Yes. States, or SOTAs authorized to act on behalf of the state, will need to affirmatively register their concurrence with this specific exemption in order for OTPs within the state to utilize it.
States, or State Opioid Treatment Authorities authorized to act on behalf of the state, may, at any time following the issuance of this guidance, register their concurrence with this exemption by submitting a written concurrence to the Division of Pharmacological Therapies mailbox. To ensure a seamless transition from the flexibility issued during the COVID-19 public health emergency to this guidance, states are encouraged to do this by May 10, 2023.
At the program level, the following activities provide additional safeguards:
- Accreditation Standards
- OTP Diversion Control Plans
- Regular checks of state prescription drug monitoring programs (PDMPs)
- Regular follow-up early in treatment and as needed as treatment progresses
- Dual Enrollment Verification
1See FAQs: Provision of methadone and buprenorphine for the treatment of Opioid Use Disorder in the COVID-19 emergency (PDF | 202 KB)
2Melamed OC, deRuiter WK, Buckley L, Selby P. Coronavirus Disease 2019 and the Impact on Substance Use Disorder Treatments.
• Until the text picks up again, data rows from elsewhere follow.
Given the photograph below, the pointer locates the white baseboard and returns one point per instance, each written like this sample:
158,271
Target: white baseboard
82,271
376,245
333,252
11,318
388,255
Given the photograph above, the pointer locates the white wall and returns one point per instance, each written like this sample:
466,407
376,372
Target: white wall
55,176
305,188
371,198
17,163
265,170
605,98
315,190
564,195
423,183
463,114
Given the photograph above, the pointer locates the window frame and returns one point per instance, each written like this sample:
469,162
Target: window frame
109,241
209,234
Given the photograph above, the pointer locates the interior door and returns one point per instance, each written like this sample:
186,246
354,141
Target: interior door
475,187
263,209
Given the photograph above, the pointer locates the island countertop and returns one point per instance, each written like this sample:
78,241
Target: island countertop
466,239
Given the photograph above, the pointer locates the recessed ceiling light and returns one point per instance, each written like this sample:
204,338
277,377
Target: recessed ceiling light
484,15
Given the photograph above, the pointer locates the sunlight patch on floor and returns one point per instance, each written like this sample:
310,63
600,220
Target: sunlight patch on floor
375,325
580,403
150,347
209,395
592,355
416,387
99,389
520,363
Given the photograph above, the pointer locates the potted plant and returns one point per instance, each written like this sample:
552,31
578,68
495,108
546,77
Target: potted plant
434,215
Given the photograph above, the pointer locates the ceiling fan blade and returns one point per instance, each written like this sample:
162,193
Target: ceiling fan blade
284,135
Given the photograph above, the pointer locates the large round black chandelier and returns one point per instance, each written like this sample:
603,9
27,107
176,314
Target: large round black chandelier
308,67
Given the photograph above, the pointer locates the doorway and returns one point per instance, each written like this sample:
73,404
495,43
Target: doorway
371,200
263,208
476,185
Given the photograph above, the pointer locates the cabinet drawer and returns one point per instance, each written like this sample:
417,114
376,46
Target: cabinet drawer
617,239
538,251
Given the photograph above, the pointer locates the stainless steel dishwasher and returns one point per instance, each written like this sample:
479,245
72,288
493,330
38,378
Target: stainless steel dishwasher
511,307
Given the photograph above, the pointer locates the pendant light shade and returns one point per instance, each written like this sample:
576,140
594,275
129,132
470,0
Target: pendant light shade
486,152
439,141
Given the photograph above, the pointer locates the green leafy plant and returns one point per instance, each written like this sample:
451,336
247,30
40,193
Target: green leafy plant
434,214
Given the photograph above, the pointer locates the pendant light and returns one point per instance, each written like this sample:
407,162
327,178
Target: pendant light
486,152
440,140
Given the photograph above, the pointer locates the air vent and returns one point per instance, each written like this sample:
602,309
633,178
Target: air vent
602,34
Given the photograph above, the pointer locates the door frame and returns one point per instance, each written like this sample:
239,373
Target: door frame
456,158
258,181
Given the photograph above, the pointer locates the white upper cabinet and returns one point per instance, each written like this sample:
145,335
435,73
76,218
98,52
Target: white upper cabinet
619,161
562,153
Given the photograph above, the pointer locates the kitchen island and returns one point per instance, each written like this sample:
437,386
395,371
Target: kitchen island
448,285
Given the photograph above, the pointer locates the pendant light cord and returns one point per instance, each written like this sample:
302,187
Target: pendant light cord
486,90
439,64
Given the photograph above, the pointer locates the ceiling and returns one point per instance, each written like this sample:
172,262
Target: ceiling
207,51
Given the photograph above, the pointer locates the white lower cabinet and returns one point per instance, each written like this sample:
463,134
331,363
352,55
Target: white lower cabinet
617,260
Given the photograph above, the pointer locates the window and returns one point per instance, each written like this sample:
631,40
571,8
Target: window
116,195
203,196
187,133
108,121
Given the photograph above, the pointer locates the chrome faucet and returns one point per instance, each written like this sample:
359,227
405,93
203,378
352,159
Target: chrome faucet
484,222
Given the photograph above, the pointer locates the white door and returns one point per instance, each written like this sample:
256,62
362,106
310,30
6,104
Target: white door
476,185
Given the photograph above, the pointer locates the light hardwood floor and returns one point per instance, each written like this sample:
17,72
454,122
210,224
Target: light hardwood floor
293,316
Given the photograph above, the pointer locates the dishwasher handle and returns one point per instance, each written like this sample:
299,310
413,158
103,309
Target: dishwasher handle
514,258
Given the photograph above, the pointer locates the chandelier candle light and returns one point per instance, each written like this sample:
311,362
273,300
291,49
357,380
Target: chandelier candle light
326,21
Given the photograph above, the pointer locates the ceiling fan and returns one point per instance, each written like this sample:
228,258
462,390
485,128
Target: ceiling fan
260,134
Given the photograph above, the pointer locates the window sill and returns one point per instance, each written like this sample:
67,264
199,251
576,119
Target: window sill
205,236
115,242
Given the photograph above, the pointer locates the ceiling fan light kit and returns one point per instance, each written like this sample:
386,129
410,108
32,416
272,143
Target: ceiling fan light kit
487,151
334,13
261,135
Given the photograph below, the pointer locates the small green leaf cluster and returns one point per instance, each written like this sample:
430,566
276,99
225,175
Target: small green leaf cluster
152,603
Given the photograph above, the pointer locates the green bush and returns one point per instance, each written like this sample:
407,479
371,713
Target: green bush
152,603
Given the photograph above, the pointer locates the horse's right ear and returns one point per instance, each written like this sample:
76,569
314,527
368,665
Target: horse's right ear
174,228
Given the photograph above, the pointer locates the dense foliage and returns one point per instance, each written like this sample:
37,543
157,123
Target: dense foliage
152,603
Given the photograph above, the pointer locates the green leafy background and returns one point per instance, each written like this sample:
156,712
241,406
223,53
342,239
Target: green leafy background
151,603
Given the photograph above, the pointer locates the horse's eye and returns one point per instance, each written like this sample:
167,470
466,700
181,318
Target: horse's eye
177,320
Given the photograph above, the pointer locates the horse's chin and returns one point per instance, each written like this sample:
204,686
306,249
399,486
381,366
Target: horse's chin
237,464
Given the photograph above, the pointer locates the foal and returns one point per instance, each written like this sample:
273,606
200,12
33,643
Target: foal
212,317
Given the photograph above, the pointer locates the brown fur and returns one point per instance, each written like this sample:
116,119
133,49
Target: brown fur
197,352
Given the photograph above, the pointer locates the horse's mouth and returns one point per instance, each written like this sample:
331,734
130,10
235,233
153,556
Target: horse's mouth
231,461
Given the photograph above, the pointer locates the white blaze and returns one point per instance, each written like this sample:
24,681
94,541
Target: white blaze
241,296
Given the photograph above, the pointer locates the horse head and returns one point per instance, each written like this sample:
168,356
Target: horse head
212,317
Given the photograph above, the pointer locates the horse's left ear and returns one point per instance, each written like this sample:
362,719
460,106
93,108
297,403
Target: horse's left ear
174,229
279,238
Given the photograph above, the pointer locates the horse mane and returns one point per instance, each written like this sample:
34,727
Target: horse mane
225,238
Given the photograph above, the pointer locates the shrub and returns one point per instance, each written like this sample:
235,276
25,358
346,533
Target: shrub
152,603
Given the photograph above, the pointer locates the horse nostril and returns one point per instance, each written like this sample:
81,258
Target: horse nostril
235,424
Psychiatr Clin North Am. 2022;45(1):95-107.
3Nunes, E. V., Levin, F. R., Reilly, M. P., & El-Bassel, N. (2021). Medication treatment for opioid use disorder in the age of COVID-19: Can new regulations modify the opioid cascade?. Journal of substance abuse treatment, 122, 108196.
4The flexibility being extended by this document is the exemption from the requirement to perform an in-person physical evaluation (under 42 C.F.R. § 8.12(f)(2)) for any patient who will be treated by the OTP with buprenorphine if a program physician, primary care physician, or an authorized healthcare professional under the supervision of a program physician, determines that an adequate evaluation of the patient can be accomplished via an audio-visual or audio-only telehealth platform.